Enable pass-through with smart card authentication for Receiver for Windows or Citrix Workspace app for Windows

You can enable pass-through authentication when you install Receiver for Windows on domain-joined user devices. To enable pass-through of users’ smart card credentials when they access desktops and applications hosted by Citrix Virtual Apps and Desktops, you edit the default.ica file for the store.

Important:

In multiple server deployments, use only one server at a time to make changes to the configuration of the server group. Ensure that the Citrix StoreFront management console is not running on any of the other servers in the deployment. Once complete, propagate your configuration changes to the server group so that the other servers in the deployment are updated.

1. Use a text editor to open the default.ica file for the store, which is typically located in the C:\inetpub\wwwroot\Citrix\storename\App_Data\ directory, where storename is the name specified for the store when it was created.

2. To enable pass-through of smart card credentials for users who access stores without Citrix Gateway, add the following setting in the [Application] section.

   DisableCtrlAltDel=Off

   This setting applies to all users of the store.
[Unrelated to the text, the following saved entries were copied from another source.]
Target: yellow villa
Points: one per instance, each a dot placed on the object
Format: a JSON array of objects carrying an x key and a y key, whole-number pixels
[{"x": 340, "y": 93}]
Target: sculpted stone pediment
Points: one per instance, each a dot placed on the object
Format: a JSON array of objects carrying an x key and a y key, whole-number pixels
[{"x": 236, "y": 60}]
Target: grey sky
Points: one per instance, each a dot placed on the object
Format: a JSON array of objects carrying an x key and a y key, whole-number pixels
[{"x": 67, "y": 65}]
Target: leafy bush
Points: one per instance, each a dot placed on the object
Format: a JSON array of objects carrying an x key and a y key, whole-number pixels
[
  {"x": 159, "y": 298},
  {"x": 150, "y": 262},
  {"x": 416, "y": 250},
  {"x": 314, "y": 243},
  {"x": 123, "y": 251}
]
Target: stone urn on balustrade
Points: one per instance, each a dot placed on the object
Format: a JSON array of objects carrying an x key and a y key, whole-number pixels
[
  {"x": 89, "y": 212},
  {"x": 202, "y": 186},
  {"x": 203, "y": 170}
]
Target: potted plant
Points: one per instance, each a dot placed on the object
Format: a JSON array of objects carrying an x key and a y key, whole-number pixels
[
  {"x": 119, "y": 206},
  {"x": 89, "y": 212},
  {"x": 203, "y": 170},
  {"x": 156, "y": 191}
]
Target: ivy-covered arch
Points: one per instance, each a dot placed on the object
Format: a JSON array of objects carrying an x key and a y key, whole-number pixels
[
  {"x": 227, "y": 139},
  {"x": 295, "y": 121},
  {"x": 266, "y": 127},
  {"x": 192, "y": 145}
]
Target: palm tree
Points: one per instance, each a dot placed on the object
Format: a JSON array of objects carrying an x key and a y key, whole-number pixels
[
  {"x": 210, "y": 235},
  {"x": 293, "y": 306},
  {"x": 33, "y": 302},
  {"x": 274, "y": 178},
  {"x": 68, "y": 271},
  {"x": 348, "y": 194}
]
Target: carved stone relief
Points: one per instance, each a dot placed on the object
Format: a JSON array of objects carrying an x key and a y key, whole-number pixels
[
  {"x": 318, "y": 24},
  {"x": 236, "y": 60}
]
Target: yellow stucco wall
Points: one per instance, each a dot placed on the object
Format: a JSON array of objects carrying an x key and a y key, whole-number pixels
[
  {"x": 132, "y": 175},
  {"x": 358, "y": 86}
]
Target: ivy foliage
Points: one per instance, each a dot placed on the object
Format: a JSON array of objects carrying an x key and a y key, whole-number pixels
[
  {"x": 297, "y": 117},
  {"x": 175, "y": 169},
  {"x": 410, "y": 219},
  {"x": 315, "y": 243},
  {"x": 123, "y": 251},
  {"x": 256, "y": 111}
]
To enable both domain pass-through and pass-through with smart card authentication to desktops and applications, you must create separate stores for each authentication method. Then, direct your users to the appropriate store for their method of authentication.

3. To enable pass-through of smart card credentials for users accessing stores through Citrix Gateway, add the following setting in the [Application] section.

   UseLocalUserAndPassword=On

   This setting applies to all users of the store. To enable pass-through authentication for some users and require others to log on to access their desktops and applications, you must create separate stores for each group of users. Then, direct your users to the appropriate store for their method of authentication.